Abstract

Evidence from experiments with adult rodents chronically treated with ethanol via either repetitive binges or continuous intake/exposure supports the occurrence of brain oxidative stress and, at least in binge intoxication/rat models, its essential causative role in neurodamage. However, pharmacological antagonism experiments reveal that N-methyl-D-aspartate (NMDA) receptor-dependent excitotoxicity is not responsible for adult mammalian brain neurodegeneration caused by repetitive binge ethanol intoxication and withdrawals.

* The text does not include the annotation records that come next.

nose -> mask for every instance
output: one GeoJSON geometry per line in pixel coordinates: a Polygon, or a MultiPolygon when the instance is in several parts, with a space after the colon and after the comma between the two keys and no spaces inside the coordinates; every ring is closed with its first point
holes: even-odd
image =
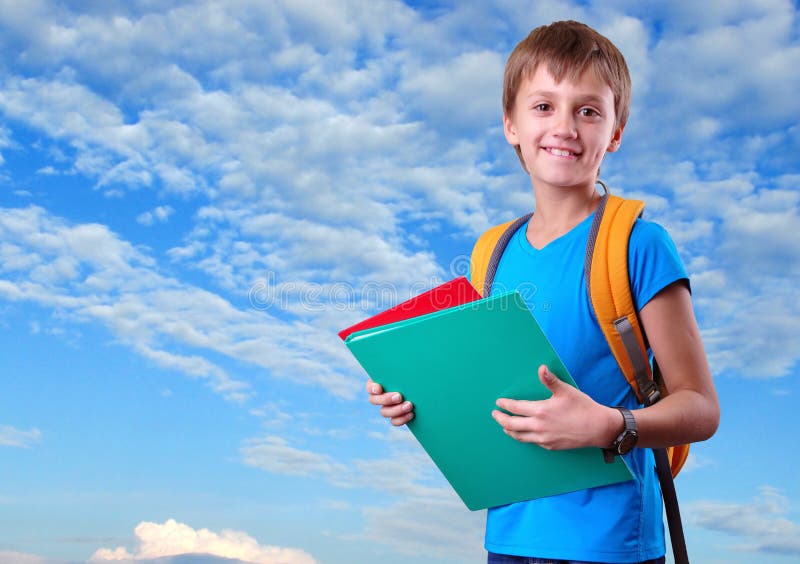
{"type": "Polygon", "coordinates": [[[553,134],[564,138],[572,138],[577,135],[575,116],[572,112],[560,111],[553,115],[553,134]]]}

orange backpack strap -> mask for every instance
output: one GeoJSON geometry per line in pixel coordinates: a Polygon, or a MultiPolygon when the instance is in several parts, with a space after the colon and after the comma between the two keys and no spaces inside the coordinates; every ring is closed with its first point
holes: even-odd
{"type": "Polygon", "coordinates": [[[586,283],[597,321],[625,379],[645,405],[660,398],[628,275],[628,239],[644,202],[606,195],[586,245],[586,283]]]}
{"type": "Polygon", "coordinates": [[[508,242],[517,229],[528,221],[531,215],[524,215],[512,221],[495,225],[475,242],[469,261],[469,277],[472,286],[481,296],[489,295],[503,251],[506,250],[508,242]]]}
{"type": "MultiPolygon", "coordinates": [[[[636,397],[647,406],[667,390],[658,365],[654,363],[655,377],[650,368],[628,272],[628,240],[643,210],[642,201],[603,196],[589,232],[585,272],[592,308],[611,352],[636,397]]],[[[689,445],[669,447],[667,454],[672,475],[676,476],[689,455],[689,445]]]]}

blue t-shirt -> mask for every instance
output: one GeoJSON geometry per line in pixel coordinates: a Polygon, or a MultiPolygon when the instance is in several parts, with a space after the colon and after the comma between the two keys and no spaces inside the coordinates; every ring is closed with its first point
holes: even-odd
{"type": "MultiPolygon", "coordinates": [[[[589,303],[584,255],[593,215],[537,250],[514,234],[492,294],[517,289],[579,388],[609,406],[640,407],[589,303]]],[[[687,279],[675,245],[658,224],[637,220],[628,251],[632,293],[641,309],[687,279]]],[[[532,377],[536,377],[534,374],[532,377]]],[[[665,553],[661,491],[650,449],[626,455],[634,480],[491,508],[486,549],[500,554],[593,562],[641,562],[665,553]]]]}

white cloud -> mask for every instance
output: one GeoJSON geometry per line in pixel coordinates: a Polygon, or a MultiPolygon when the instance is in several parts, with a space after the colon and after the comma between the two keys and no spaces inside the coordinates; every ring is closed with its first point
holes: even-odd
{"type": "Polygon", "coordinates": [[[337,368],[341,364],[326,360],[343,357],[332,334],[263,311],[239,310],[216,294],[164,276],[150,256],[106,226],[70,225],[30,207],[0,210],[0,233],[8,242],[0,255],[6,276],[0,295],[60,308],[79,321],[99,321],[133,350],[161,366],[207,378],[230,399],[245,399],[250,385],[231,378],[205,354],[222,353],[339,396],[352,397],[359,388],[337,368]],[[31,259],[22,261],[22,255],[31,259]]]}
{"type": "Polygon", "coordinates": [[[764,486],[750,502],[698,501],[686,513],[698,527],[734,536],[738,550],[800,555],[800,523],[786,517],[789,509],[787,497],[764,486]]]}
{"type": "Polygon", "coordinates": [[[174,519],[164,523],[142,521],[136,526],[134,533],[139,542],[135,553],[128,552],[125,547],[100,548],[92,555],[92,561],[146,560],[183,554],[207,554],[254,564],[316,562],[301,549],[261,545],[256,539],[240,531],[223,530],[215,533],[209,529],[195,530],[174,519]]]}
{"type": "Polygon", "coordinates": [[[344,535],[348,542],[380,543],[411,556],[485,559],[480,541],[485,512],[464,506],[410,432],[393,429],[370,436],[388,447],[387,457],[345,464],[277,436],[244,441],[240,454],[245,464],[270,473],[313,476],[338,488],[377,492],[382,503],[361,508],[364,528],[344,535]]]}
{"type": "Polygon", "coordinates": [[[136,217],[136,221],[147,227],[154,223],[166,223],[169,217],[175,213],[175,208],[172,206],[158,206],[152,211],[146,211],[136,217]]]}
{"type": "Polygon", "coordinates": [[[23,431],[10,425],[0,425],[0,446],[30,448],[41,440],[42,432],[35,427],[23,431]]]}

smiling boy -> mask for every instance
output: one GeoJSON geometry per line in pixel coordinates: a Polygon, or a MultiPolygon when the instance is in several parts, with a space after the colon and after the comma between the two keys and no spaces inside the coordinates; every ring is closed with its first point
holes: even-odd
{"type": "MultiPolygon", "coordinates": [[[[506,63],[503,130],[530,175],[536,209],[506,247],[492,292],[536,288],[523,297],[580,389],[541,366],[538,376],[552,397],[501,398],[498,407],[514,415],[492,416],[514,439],[548,449],[609,448],[630,424],[636,446],[650,448],[625,455],[632,481],[489,509],[490,563],[663,562],[651,448],[705,440],[719,423],[688,276],[663,228],[637,220],[628,248],[634,302],[670,392],[662,401],[639,403],[591,306],[584,253],[601,199],[596,185],[603,157],[620,147],[629,106],[622,54],[584,24],[539,27],[506,63]]],[[[372,381],[367,391],[392,424],[413,418],[400,393],[372,381]]]]}

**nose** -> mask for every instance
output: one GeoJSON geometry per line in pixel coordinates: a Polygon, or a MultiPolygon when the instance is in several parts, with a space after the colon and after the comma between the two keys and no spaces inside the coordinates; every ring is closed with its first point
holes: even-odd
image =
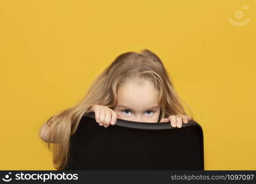
{"type": "Polygon", "coordinates": [[[135,117],[134,121],[143,122],[144,120],[140,115],[137,115],[135,117]]]}

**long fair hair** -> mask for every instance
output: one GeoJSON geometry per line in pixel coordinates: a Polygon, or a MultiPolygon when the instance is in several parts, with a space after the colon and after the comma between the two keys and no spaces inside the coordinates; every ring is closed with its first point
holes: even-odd
{"type": "Polygon", "coordinates": [[[183,101],[184,107],[174,90],[171,77],[160,58],[148,49],[141,53],[128,52],[121,54],[91,83],[84,98],[74,107],[52,116],[46,121],[50,126],[50,140],[48,148],[52,150],[54,167],[65,169],[68,163],[70,136],[74,134],[82,117],[95,104],[114,109],[117,104],[119,85],[130,80],[150,81],[159,91],[161,112],[158,122],[171,115],[186,115],[193,119],[191,109],[183,101]],[[52,146],[52,147],[51,147],[52,146]]]}

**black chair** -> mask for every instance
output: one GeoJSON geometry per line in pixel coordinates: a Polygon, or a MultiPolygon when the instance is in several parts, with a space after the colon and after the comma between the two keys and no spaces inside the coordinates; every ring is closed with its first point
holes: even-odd
{"type": "Polygon", "coordinates": [[[191,120],[177,128],[118,119],[105,128],[90,112],[70,137],[64,170],[204,170],[203,138],[191,120]]]}

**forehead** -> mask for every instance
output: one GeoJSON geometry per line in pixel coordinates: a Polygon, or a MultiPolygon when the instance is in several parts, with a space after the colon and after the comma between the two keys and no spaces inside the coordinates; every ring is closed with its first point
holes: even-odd
{"type": "Polygon", "coordinates": [[[143,109],[158,105],[158,91],[150,83],[138,85],[134,83],[120,86],[118,90],[118,106],[143,109]]]}

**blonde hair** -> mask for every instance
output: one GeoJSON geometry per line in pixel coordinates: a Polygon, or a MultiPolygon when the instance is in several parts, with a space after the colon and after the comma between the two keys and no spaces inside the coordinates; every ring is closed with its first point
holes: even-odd
{"type": "Polygon", "coordinates": [[[150,81],[159,91],[161,112],[159,121],[171,115],[188,115],[193,113],[186,103],[187,113],[181,99],[175,92],[170,75],[160,58],[148,49],[141,53],[128,52],[121,54],[92,83],[84,98],[74,107],[51,117],[46,124],[51,128],[50,139],[54,143],[47,142],[52,150],[54,167],[65,169],[68,158],[70,136],[74,134],[84,114],[89,112],[95,104],[114,109],[117,104],[117,91],[121,85],[132,80],[150,81]],[[52,147],[51,147],[52,145],[52,147]]]}

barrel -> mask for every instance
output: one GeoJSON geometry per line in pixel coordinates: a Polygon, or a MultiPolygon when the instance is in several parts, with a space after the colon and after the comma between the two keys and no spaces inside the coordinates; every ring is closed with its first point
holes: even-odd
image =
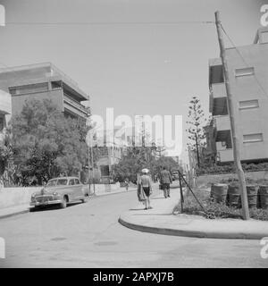
{"type": "Polygon", "coordinates": [[[247,203],[248,207],[257,206],[258,185],[247,185],[247,203]]]}
{"type": "Polygon", "coordinates": [[[260,206],[268,209],[268,185],[261,185],[259,188],[260,206]]]}
{"type": "Polygon", "coordinates": [[[239,185],[230,184],[228,186],[228,200],[227,203],[230,206],[241,207],[241,198],[239,185]]]}
{"type": "Polygon", "coordinates": [[[227,184],[213,184],[211,186],[211,197],[215,199],[217,203],[226,203],[228,191],[227,184]]]}

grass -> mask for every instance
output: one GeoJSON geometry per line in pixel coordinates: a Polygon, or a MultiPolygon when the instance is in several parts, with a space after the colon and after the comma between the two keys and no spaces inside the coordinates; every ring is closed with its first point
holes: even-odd
{"type": "MultiPolygon", "coordinates": [[[[210,191],[205,189],[198,189],[195,191],[196,197],[203,205],[205,210],[199,206],[194,196],[189,193],[184,197],[183,213],[188,214],[198,214],[206,218],[236,218],[242,219],[241,209],[228,206],[222,203],[216,203],[210,198],[210,191]]],[[[180,212],[180,202],[175,206],[174,211],[180,212]]],[[[261,208],[249,208],[250,218],[261,221],[268,221],[268,210],[261,208]]]]}

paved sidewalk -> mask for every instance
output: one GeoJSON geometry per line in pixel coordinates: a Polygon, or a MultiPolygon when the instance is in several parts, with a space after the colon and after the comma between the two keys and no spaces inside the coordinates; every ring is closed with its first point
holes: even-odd
{"type": "Polygon", "coordinates": [[[171,198],[163,198],[163,191],[155,190],[153,209],[144,210],[141,203],[122,214],[119,222],[130,229],[166,235],[212,239],[261,240],[268,237],[268,222],[238,219],[206,219],[199,215],[173,214],[180,201],[180,189],[172,189],[171,198]]]}

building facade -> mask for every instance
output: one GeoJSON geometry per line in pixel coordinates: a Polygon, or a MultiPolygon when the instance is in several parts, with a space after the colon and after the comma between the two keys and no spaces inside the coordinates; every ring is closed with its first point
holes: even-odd
{"type": "Polygon", "coordinates": [[[12,114],[20,114],[27,99],[51,99],[67,116],[89,115],[89,97],[51,63],[0,70],[0,89],[11,95],[12,114]]]}
{"type": "MultiPolygon", "coordinates": [[[[226,57],[241,160],[268,161],[268,29],[259,29],[252,45],[227,48],[226,57]]],[[[209,61],[209,89],[213,124],[206,132],[215,143],[217,161],[232,162],[233,144],[221,58],[209,61]]]]}

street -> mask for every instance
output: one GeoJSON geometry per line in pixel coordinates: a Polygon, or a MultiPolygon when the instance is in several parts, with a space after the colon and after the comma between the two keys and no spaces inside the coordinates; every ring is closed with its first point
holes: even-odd
{"type": "MultiPolygon", "coordinates": [[[[0,267],[267,267],[259,240],[151,234],[118,223],[136,191],[0,220],[0,267]]],[[[152,199],[154,206],[154,199],[152,199]]]]}

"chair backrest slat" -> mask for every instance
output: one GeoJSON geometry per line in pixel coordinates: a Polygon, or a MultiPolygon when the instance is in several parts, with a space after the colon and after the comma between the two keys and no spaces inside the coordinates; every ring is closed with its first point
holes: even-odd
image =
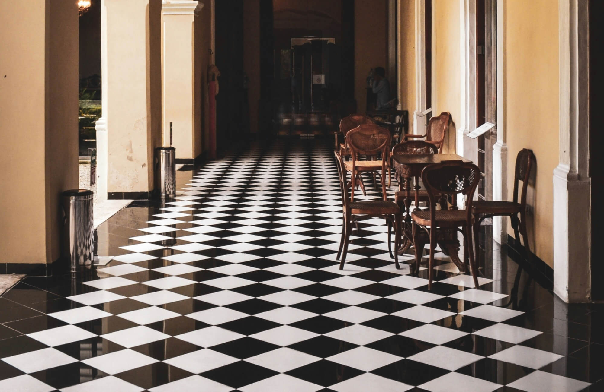
{"type": "Polygon", "coordinates": [[[368,124],[375,124],[371,117],[368,117],[364,115],[350,115],[346,116],[340,120],[339,129],[342,136],[345,136],[346,134],[350,130],[355,129],[359,125],[368,124]]]}

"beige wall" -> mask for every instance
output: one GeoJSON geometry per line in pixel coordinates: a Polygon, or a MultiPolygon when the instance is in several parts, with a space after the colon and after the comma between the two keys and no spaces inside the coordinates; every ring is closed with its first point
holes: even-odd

Since NMDA receptor antagonists apparently are untested with respect to neuronal death/loss in continuous intake/ingestion rodent models, e.g., ethanol/water or ethanol/liquid diets, it is therefore erroneous to assert, as is often done, that excitotoxicity is an important mechanism for ethanol-induced adult mammalian brain damage. Alternatively, results from several laboratories indicate that neurodegeneration due to chronic binge ethanol exposure/withdrawal may be dependent on redox transcription factor signaling and neuroinflammatory/oxidative stress pathways (increased arachidonic acid mobilization and pro-inflammatory cytokines; decreased anti-inflammatory cytokines) downstream of microglial/astroglial activation and moderate yet significant brain edema.